De desbetreffende delegatiegrondslag houdt in dat bij ministeriële regeling regels kunnen worden gegeven omtrent de administratieve inrichting van het adressenregister en het gebouwenregister (artikel 9, tweede lid, van de wet) respectievelijk de technische en administratieve inrichting van de adressenregistratie en de gebouwenregistratie (artikel 14, tweede lid, van de wet). Aan deze wijzigingen liggen ten grondslag de inzichten die bij het thans plaatsvindende implementatieproces van de basisregistraties adressen en gebouwen bij de gemeenten zijn opgedaan over de aard en reikwijdte van de regels die, voor zover noodzakelijk, op basis van de desbetreffende artikelleden zullen worden gegeven. Het betreft hier regels van overwegend uitvoeringstechnische aard.

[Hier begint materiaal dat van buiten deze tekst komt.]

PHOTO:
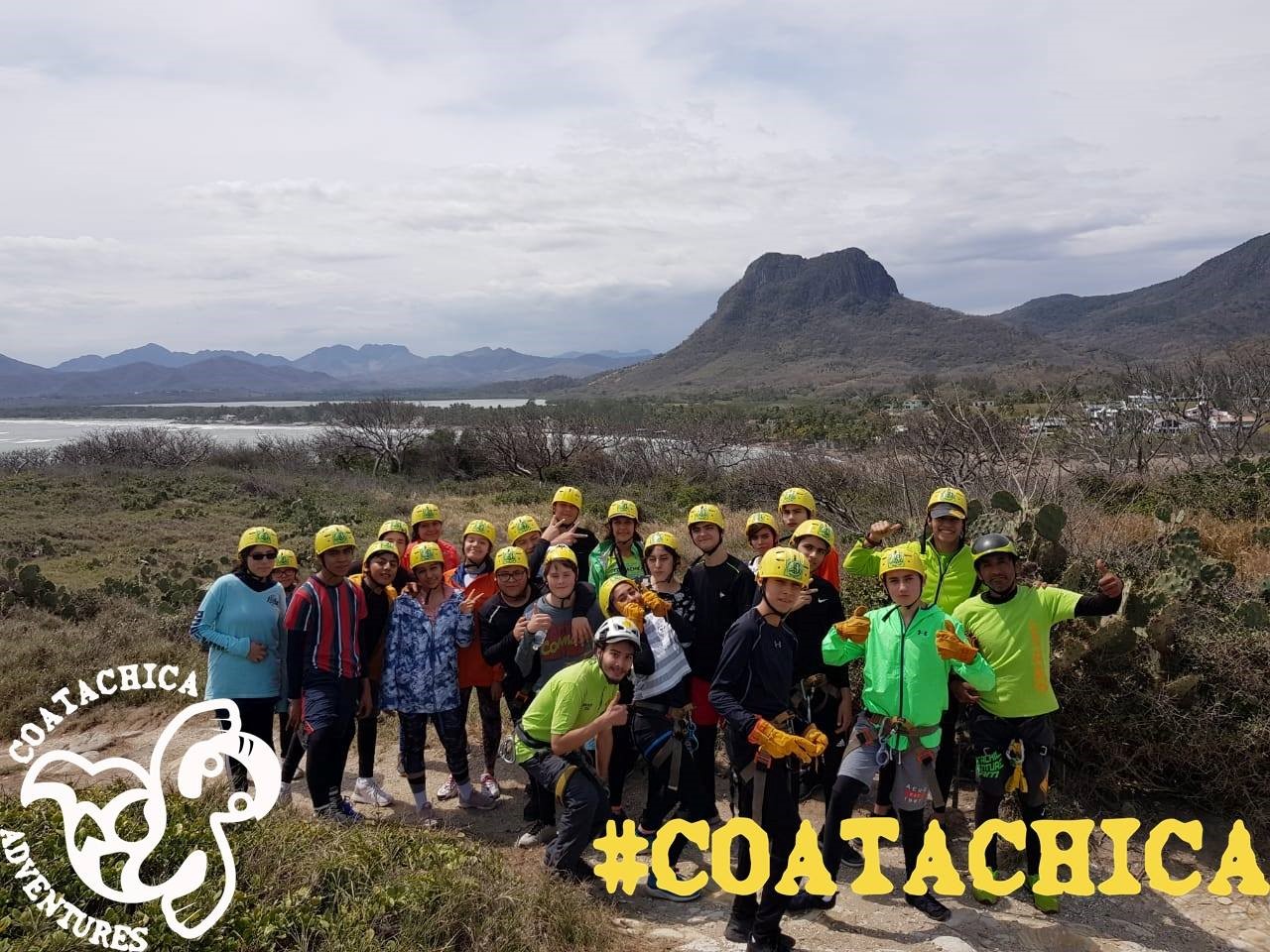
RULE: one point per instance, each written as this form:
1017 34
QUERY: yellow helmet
257 536
425 512
511 557
568 494
606 593
951 500
521 526
376 548
393 526
559 553
662 538
761 520
333 537
781 562
425 553
705 512
624 507
815 527
797 495
901 558
484 529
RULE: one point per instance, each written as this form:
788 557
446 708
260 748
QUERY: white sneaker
538 835
448 789
490 785
367 791
479 800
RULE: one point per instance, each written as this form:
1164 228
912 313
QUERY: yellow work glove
778 744
855 629
654 603
635 612
952 648
818 740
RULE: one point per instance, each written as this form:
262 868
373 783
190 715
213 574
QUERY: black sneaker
738 929
930 905
770 943
811 902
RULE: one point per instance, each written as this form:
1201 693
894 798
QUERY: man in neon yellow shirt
576 705
1011 728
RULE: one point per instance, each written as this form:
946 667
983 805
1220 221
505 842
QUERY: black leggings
490 722
257 717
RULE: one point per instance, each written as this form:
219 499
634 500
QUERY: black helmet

b. Aan artikel I, onderdeel P, van het voorliggende wetsvoorstel (artikel I, onderdeel O, van het wetsvoorstel zoals aan de Raad voorgelegd) zijn twee onderdelen toegevoegd. Deze onderdelen, in onderlinge samenhang bezien, strekken ertoe het instrument waarmee met betrekking tot het in artikel 32, derde lid, onderdeel a, van de wet genoemde onderwerp – de inzage in en het verstrekken van gegevens – bij lagere regelgeving regels kunnen worden gegeven te wijzigen van een algemene maatregel van bestuur in een ministeriële regeling. Hiertoe is besloten, omdat bij het implementatieproces duidelijk is geworden dat de omtrent dit onderwerp, voor zover noodzakelijk, te geven regels overwegend van uitvoeringstechnische aard zullen zijn en het bovendien aannemelijk is dat deze regels frequent wijziging zullen behoeven teneinde met de aan te bieden verstrekkingsvormen te kunnen inspelen op wensen van de afnemers.

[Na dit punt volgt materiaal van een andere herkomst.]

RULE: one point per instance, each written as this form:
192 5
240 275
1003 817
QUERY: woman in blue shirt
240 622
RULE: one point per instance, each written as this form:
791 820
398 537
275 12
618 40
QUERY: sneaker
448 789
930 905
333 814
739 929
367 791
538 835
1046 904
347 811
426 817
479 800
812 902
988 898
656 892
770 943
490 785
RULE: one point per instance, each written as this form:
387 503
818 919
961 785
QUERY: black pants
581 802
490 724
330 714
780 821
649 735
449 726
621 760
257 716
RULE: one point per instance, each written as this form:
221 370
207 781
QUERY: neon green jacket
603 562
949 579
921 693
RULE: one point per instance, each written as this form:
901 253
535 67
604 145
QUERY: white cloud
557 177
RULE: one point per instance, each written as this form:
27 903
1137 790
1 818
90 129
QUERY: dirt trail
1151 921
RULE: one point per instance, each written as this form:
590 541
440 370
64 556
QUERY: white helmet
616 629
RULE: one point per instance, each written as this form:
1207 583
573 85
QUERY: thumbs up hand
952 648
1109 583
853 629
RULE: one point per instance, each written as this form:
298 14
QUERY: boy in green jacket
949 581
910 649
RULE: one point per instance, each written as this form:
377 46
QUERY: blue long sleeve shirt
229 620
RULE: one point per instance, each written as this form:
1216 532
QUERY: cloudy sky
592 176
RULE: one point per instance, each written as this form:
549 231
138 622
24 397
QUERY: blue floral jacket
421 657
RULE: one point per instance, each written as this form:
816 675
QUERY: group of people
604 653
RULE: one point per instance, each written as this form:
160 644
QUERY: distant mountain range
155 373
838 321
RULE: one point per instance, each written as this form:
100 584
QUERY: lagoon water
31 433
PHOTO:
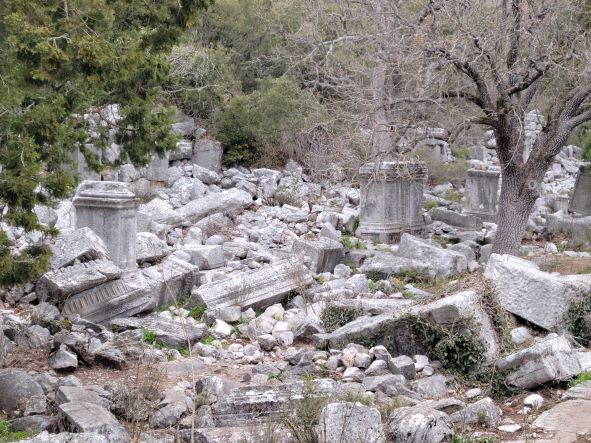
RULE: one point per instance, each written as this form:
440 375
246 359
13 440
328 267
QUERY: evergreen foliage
62 59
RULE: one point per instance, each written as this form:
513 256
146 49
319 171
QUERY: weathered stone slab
391 199
444 262
581 199
549 360
208 154
169 333
350 423
464 306
71 280
452 218
149 247
267 403
481 193
391 330
109 209
171 279
536 296
383 265
80 416
324 254
258 288
20 392
159 211
229 202
81 244
118 298
205 256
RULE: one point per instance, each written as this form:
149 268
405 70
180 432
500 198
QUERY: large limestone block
63 282
229 202
383 265
538 297
82 416
109 209
168 332
258 288
81 244
268 403
20 392
350 423
418 424
124 297
324 254
159 211
548 360
444 262
149 247
464 306
171 279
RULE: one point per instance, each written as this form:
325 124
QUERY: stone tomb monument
581 199
109 209
481 194
391 199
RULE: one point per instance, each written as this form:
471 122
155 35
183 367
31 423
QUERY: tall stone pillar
481 194
391 199
109 209
581 199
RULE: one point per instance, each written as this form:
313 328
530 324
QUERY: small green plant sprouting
184 352
8 435
197 312
577 319
334 316
581 378
150 338
430 204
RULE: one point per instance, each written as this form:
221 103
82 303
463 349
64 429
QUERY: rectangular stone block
536 296
581 199
267 403
125 297
258 288
550 360
205 257
171 279
391 199
61 283
208 154
463 221
323 254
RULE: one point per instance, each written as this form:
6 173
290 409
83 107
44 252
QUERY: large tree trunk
518 196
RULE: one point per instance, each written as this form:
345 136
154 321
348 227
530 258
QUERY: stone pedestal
208 154
482 194
109 209
391 199
581 199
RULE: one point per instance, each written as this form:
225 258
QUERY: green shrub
578 319
334 316
257 126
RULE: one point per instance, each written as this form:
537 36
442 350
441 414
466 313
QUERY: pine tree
60 60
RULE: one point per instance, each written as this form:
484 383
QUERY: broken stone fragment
538 297
350 423
61 283
81 244
257 288
168 333
89 417
171 279
124 297
549 360
323 254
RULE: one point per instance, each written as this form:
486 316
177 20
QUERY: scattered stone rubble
257 305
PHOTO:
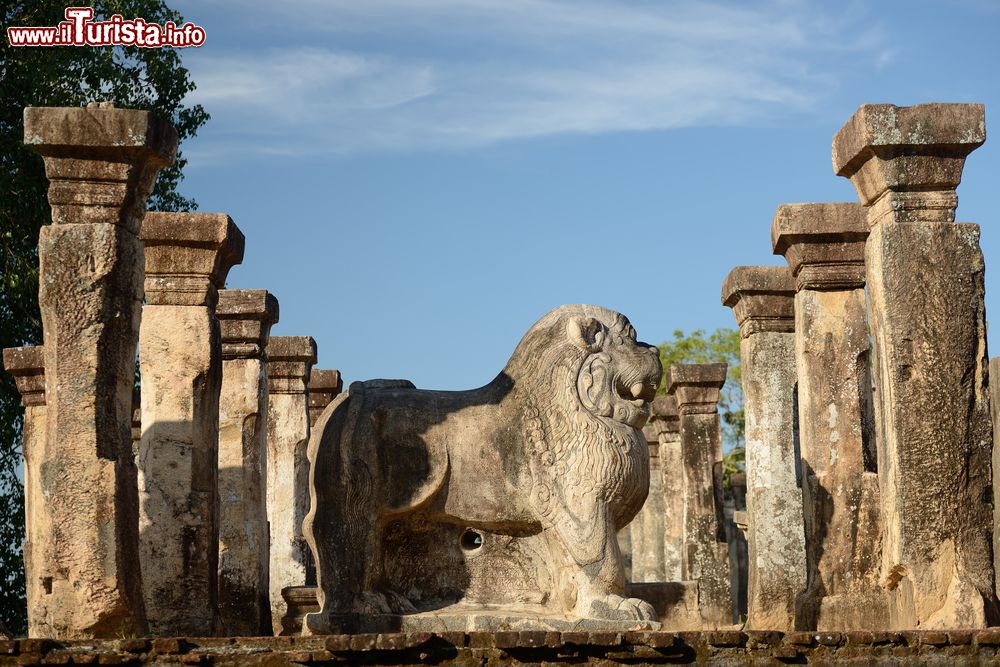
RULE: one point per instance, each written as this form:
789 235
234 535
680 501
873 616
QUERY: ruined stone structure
289 360
238 490
646 531
492 508
995 413
666 424
27 365
762 301
188 256
323 387
824 245
695 388
924 274
101 163
245 319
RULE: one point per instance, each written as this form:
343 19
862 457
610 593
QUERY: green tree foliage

c. De artikelen 39, derde lid, en 40, eerste lid, van de wet zijn terminologisch in overeenstemming gebracht met de Algemene wet bestuursrecht (artikel I, onderdelen S en T, van het voorliggende wetsvoorstel).

d. Tot slot is in het wetsvoorstel en de memorie van toelichting, los van de hiervoor besproken wijzigingen, een zeer beperkt aantal technische en redactionele verbeteringen aangebracht.

Ik moge U verzoeken het hierbij gevoegde gewijzigde voorstel van wet en de gewijzigde memorie van toelichting aan de Tweede Kamer der Staten-Generaal te zenden.

De minister van Volkshuisvesting, Ruimtelijke Ordening en Milieubeheer,

J. M. Cramer


XNoot
1

De oorspronkelijke tekst van het voorstel van wet en van de memorie van toelichting zoals voorgelegd aan de Raad van State is ter inzage gelegd bij het Centraal Informatiepunt Tweede Kamer.